Kalilani explains that the child brides have virtually no power to negotiate for safe sex with their husbands as compared to the unmarried girls.
“Moreover, child marriage also endangers the lives of girls under 15 years who are five times more likely to die during childbirth than women in their 20s,” she says.
It is against this background that child rights activist Mallick Mnela spells out the need to treat child marriage as defilement.
“Child marriage is a crime and it has to be treated as such. In the event of an adult marrying a minor, that marriage is illegal and constitutes child abuse,” Mnela says.
He adds that child marriage and defilement are evils that need to be fought with heavy artillery.
However, Tembenu says the country has not done enough to prosecute men who defile or rape girls under the pretext of marriage due to lack of civic education coupled with entrenched cultural and traditional practices.
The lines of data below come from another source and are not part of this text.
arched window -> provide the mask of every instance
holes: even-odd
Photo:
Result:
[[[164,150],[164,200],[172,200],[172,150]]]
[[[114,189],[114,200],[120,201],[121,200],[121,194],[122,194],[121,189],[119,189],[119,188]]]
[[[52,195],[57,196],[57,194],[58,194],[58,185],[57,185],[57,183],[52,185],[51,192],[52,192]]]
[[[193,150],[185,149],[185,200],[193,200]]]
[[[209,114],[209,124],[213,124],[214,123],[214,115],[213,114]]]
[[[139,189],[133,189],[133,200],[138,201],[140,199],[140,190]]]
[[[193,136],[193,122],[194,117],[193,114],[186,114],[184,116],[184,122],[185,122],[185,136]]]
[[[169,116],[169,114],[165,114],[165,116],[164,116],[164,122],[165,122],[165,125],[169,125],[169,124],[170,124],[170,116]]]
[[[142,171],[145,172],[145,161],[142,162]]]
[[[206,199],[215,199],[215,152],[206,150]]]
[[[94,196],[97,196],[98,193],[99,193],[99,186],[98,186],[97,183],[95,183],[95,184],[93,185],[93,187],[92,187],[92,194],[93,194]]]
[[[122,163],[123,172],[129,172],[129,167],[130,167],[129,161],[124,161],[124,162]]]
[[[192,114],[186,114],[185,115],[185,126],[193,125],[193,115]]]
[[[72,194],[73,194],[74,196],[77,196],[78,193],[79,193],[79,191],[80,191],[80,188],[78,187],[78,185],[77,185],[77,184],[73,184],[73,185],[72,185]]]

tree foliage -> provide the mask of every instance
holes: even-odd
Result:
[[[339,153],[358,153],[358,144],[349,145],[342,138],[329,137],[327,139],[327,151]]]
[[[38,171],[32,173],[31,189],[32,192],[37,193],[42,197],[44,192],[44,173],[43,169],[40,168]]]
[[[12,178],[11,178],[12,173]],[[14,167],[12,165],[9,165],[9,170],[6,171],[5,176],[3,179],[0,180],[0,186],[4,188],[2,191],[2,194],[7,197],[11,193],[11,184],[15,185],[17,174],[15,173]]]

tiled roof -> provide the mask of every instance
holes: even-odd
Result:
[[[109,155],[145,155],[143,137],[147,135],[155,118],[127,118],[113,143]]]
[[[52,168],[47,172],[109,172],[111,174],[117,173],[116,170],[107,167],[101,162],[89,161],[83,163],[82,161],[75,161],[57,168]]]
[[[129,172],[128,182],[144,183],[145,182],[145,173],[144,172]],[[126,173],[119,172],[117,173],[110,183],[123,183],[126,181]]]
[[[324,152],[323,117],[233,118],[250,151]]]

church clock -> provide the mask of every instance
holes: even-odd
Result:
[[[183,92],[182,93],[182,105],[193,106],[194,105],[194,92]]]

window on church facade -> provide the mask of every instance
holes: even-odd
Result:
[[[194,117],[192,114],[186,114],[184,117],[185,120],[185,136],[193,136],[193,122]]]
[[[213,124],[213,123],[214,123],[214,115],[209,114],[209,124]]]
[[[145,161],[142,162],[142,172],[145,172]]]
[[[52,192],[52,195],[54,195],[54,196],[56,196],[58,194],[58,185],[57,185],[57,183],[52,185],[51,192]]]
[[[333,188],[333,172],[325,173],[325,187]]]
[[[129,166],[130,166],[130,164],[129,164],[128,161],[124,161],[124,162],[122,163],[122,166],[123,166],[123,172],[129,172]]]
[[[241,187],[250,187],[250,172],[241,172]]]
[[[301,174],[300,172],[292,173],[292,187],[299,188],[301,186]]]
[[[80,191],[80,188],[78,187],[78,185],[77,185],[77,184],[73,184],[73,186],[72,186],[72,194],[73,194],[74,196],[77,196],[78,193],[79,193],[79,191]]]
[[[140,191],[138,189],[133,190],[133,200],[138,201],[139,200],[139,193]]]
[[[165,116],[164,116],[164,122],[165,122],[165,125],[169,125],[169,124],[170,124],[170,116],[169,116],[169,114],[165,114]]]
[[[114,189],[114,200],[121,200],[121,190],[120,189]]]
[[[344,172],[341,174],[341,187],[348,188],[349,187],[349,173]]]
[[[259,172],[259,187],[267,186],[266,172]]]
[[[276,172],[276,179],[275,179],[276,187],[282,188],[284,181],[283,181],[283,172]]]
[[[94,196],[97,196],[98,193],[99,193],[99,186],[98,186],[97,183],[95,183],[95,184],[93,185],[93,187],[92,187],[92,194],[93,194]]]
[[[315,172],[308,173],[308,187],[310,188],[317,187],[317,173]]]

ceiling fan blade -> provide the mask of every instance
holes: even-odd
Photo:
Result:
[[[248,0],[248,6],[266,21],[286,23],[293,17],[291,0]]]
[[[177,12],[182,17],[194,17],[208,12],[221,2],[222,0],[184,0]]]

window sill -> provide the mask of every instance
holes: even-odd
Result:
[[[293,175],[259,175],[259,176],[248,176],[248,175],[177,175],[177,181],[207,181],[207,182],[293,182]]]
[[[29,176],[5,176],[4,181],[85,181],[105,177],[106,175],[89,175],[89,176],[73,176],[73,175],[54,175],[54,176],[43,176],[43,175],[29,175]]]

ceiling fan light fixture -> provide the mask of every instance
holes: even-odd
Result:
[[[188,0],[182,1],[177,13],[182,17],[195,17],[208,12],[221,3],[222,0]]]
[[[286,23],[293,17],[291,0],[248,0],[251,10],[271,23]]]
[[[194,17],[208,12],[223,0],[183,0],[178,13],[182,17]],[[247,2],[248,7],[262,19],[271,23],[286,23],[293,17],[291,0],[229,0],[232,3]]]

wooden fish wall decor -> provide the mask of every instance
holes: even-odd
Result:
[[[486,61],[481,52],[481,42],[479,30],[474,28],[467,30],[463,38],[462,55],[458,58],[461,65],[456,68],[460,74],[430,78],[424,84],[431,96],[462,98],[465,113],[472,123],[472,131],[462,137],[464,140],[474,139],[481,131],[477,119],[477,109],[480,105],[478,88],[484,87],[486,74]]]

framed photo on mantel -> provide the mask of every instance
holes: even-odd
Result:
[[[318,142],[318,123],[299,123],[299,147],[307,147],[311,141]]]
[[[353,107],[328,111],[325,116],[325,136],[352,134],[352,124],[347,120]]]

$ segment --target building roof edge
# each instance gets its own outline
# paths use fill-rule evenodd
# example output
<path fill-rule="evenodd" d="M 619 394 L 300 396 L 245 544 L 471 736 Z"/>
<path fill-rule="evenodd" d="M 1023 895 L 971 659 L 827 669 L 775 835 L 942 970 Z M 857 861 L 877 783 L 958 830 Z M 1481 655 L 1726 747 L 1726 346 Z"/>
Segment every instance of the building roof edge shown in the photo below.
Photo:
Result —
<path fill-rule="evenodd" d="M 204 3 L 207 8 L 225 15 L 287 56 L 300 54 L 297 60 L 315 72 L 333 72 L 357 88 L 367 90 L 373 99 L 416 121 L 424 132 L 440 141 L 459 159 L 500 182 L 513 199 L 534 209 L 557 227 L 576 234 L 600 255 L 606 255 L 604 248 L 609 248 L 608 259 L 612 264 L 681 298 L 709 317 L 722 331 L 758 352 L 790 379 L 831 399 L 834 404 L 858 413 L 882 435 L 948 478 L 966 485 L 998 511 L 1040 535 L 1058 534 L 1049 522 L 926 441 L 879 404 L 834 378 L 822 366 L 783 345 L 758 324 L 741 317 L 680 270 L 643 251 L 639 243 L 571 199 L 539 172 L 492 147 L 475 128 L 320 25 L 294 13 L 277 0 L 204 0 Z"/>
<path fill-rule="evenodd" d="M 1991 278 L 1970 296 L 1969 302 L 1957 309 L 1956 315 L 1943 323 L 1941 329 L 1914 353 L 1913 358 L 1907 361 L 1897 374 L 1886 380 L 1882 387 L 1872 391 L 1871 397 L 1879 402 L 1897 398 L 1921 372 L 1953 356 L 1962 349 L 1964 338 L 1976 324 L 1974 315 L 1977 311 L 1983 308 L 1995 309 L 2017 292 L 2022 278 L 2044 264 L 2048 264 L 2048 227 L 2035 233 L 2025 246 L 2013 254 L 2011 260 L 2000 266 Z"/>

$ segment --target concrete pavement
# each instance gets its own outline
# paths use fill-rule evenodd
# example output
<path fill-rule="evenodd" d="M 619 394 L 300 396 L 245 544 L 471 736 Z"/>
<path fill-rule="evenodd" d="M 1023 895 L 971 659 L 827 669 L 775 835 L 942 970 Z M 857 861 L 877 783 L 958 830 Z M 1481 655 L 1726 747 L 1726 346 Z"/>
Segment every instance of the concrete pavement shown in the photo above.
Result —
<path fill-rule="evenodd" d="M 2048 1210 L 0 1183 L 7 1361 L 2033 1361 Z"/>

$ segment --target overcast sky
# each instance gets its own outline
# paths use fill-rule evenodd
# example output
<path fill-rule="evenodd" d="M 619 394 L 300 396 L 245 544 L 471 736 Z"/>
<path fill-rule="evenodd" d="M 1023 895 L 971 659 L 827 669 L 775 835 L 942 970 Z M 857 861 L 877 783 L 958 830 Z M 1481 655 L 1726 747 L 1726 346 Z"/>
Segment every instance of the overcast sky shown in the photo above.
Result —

“For a court to convict a man who defiles or rapes a girl in disguise of marriage, the court needs consensual evidence.
“But the victims do not assist the prosecutors with strong evidence as they think and believe that there is nothing wrong out of ignorance,” Tembenu says.
She, therefore, stresses the need to sensitise parents ignorant of the evils of child marriage as well as prosecute and send perpetrators to jail if they continue marrying off their children.
On the other hand, Mnela underscores the significance of developing effective community based initiatives where issues of child marriage would be tackled at area, village and household levels.
“In areas where governance structures like mother groups have been used, incidents of child marriage have been well managed. Whenever there is support from the community, there is a high likelihood of success,” Mnela says.
Meanwhile, Kalilani says government is committed to deal with the problem by engaging parents, guardians and traditional leaders on the evils of forcing or allowing girl-children to enter marriage before the age of 18.
Malawi Police Service National Police Public Relations Officer James Kadadzera says the law enforcing agents are currently working together with traditional leaders in fighting against child marriages.
“We have intensified awareness to communities through messages that we put on radio. We also conduct community policing meetings to make people aware that a girl-child is not supposed to marry.
“Through these platforms, we also make people aware that sleeping with anyone who is below the age of 16 is defilement – an offence punishable by law,” Kadadzera says.